Green finance strategies for post-Covid-19 economic recovery in Southeast Asia. Greening recoveries for people and planet

According to the Asian Development Bank (ADB), recovery strategies must not reverse past gains made in protecting a country’s natural environment and inadvertently end up supporting a growth in fossil fuel or carbon-intensive investments leading away from the Paris Agreement’s target trajectory. Southeast Asia alone requires an estimated US$3.1 trillion (US$210 billion) annually from 2016 to 2030 for climate change-adjusted infrastructure investments. However, with a financing gap estimated at US$102 billion per year for selected Southeast Asian countries from 2016 to 2020, the need for private sector financing to fill the gap was already critical even before the pandemic. The Covid-19 pandemic has altered the financing landscape, with earlier estimates of government funds available for green infrastructure sharply reduced as government budgets are diverted to large emergency relief programs.
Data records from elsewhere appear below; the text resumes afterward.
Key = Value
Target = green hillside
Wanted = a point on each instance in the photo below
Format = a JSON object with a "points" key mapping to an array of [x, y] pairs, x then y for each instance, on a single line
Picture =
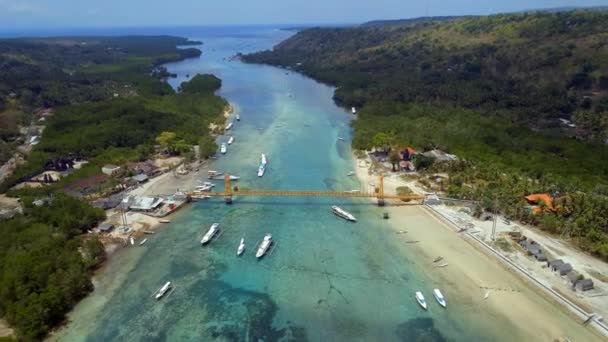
{"points": [[491, 90], [529, 68]]}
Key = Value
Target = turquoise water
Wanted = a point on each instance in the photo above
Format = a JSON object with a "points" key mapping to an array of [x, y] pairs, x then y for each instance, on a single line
{"points": [[325, 280]]}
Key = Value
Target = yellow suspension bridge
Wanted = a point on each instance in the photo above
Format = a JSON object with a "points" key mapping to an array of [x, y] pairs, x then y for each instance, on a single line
{"points": [[229, 192]]}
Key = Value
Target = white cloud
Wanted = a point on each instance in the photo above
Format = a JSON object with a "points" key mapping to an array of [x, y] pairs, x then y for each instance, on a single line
{"points": [[18, 6]]}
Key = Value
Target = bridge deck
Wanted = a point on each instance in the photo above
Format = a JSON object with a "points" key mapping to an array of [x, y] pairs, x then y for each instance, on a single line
{"points": [[305, 193]]}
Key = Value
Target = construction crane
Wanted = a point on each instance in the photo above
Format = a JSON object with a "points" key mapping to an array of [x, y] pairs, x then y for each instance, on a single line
{"points": [[229, 192]]}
In the Southeast Asia region, estimates by the Development Bank of Singapore (DBS) and the UN Environment Inquiry indicate the “green finance opportunity” in ASEAN countries (before Covid-19) to be US$3 trillion (2016–2030) regarding four sectors: infrastructure; renewable energy; energy efficiency; and food, agriculture, and land use. One key aspect of attracting global flows of green capital is the acceptability and credibility of the “green” label on such infrastructure opportunities.
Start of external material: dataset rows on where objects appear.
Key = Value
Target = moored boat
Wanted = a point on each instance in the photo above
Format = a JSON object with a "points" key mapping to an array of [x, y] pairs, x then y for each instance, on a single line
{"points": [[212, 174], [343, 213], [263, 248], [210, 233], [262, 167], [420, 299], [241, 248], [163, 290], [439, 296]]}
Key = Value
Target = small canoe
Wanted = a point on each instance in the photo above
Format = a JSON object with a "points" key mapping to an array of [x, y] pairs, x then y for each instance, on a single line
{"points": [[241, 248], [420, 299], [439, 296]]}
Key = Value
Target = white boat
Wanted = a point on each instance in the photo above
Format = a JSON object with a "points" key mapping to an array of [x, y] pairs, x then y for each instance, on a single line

  • The Green Bond Principles and recently the Social Bond Principles and Sustainability Bond Principles have become the leading global framework for the issuance of green, social and sustainability bonds for which the International Capital Market Association (ICMA) serves as secretariat;
  • The Climate Bonds Standards and Certification scheme, a labelling scheme for bonds and loans, is used to prioritize investments that genuinely contribute to addressing climate change;
  • The ASEAN Green Bond Standards and recently the ASEAN Social Bond Standards and the ASEAN Sustainability Bond Standards were developed to align with ICMA’s Green and Social Bond Principles, and Sustainability Bond Guidelines;
  • The EU adopted in June 2020 the Taxonomy Regulation, a key piece of legislation that will contribute to the European Green Deal by boosting private sector investment in green and sustainable projects. It will help create a classification system for sustainable economic activities, that will create a common language that investors can use when investing in projects and economic activities that have a substantial positive impact on the climate and the environment;
  • In the loan market space, the Loan Market Association (LMA) and the Asia Pacific Loan Market Association have issued the Green Loan Principles as a benchmark for the wholesale green loan market, and also the Sustainability Linked Loan Principles.
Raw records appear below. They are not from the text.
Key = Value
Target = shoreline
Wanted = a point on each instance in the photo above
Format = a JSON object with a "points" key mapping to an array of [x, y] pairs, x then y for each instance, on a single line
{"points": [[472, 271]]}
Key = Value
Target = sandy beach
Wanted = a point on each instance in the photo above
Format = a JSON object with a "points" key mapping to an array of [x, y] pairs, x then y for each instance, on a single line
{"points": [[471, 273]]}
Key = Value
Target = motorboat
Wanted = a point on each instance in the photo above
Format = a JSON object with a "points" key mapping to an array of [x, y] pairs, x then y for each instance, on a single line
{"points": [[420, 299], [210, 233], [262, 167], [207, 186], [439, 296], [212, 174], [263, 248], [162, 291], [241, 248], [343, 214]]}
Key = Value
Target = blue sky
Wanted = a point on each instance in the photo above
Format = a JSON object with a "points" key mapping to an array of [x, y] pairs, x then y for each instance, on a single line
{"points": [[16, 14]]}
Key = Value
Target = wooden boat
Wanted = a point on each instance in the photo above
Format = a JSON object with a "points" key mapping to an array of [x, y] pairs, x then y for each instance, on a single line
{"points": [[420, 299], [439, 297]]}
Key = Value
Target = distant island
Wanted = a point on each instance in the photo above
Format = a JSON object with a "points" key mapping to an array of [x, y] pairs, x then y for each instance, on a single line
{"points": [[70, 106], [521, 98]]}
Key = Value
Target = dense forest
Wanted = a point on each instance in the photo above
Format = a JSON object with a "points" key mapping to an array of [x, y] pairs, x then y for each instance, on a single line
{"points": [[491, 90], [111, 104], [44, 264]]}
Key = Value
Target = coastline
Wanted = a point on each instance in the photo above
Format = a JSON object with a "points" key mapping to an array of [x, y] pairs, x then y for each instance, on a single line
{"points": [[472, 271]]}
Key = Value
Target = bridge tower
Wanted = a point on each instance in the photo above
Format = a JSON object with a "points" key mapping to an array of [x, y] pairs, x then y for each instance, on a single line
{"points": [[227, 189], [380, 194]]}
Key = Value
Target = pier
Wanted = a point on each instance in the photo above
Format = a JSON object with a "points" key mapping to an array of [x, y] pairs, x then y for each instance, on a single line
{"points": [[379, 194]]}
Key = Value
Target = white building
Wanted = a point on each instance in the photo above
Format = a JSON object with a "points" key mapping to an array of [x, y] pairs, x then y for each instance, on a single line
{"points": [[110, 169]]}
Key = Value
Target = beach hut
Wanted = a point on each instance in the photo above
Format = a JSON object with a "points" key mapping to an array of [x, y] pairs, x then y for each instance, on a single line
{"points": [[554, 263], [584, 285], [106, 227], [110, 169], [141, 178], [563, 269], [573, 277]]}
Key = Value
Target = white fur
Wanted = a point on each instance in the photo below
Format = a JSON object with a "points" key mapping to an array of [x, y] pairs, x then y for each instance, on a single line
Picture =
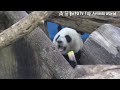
{"points": [[75, 45]]}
Green infrastructure projects in developing countries often have a higher risk due to a host of reasons — new technology, higher capital cost, higher operating expenses, and higher construction risk —and may not pass the standard risk appraisal processes of commercial banks. To make such projects bankable, and attract commercial financiers and achieve financial closure, specific de-risking support may need to be provided, among them:

  • The Shandong Green Development Fund (SGDF) which is a transformational financing mechanism created with ADB support, aiming at leveraging $1.5 billion of funding to Shandong Province in China. The SGDF aims to blend funding from international financing institutions with private, institutional, and commercial finance for climate impacting subprojects. The subprojects must meet SGDF green framework criteria, aligned with the Green Climate Fund (GCF) investment framework;
  • The Climate Finance Facility (CFF) at the Development Bank of Southern Africa (DBSA) is the first private sector climate finance facility in Africa using a pioneering green bank model. It aims to de-risk climate-friendly infrastructure projects and improve their bankability to attract private sector investment;
  • The ASEAN Catalytic Green Finance Facility (ACGF) is a green infrastructure financing facility under the ASEAN Infrastructure Fund (AIF), with funding commitments from several global development partners including ADB, the EIB, Agence Française de Développement (AFD), Kreditanstalt für Wiederaufbau (KfW), the Republic of Korea and the EU. This initiative was launched in 2019 to accelerate the development of green infrastructure projects across Southeast Asia in support of ASEAN members’ climate change and environmental sustainability goals.

Government funds (Debt for Nature Swap Funds) and capital market instruments (Transition Bonds Assurance Fund) also play a role in de-risking projects from a bankability perspective.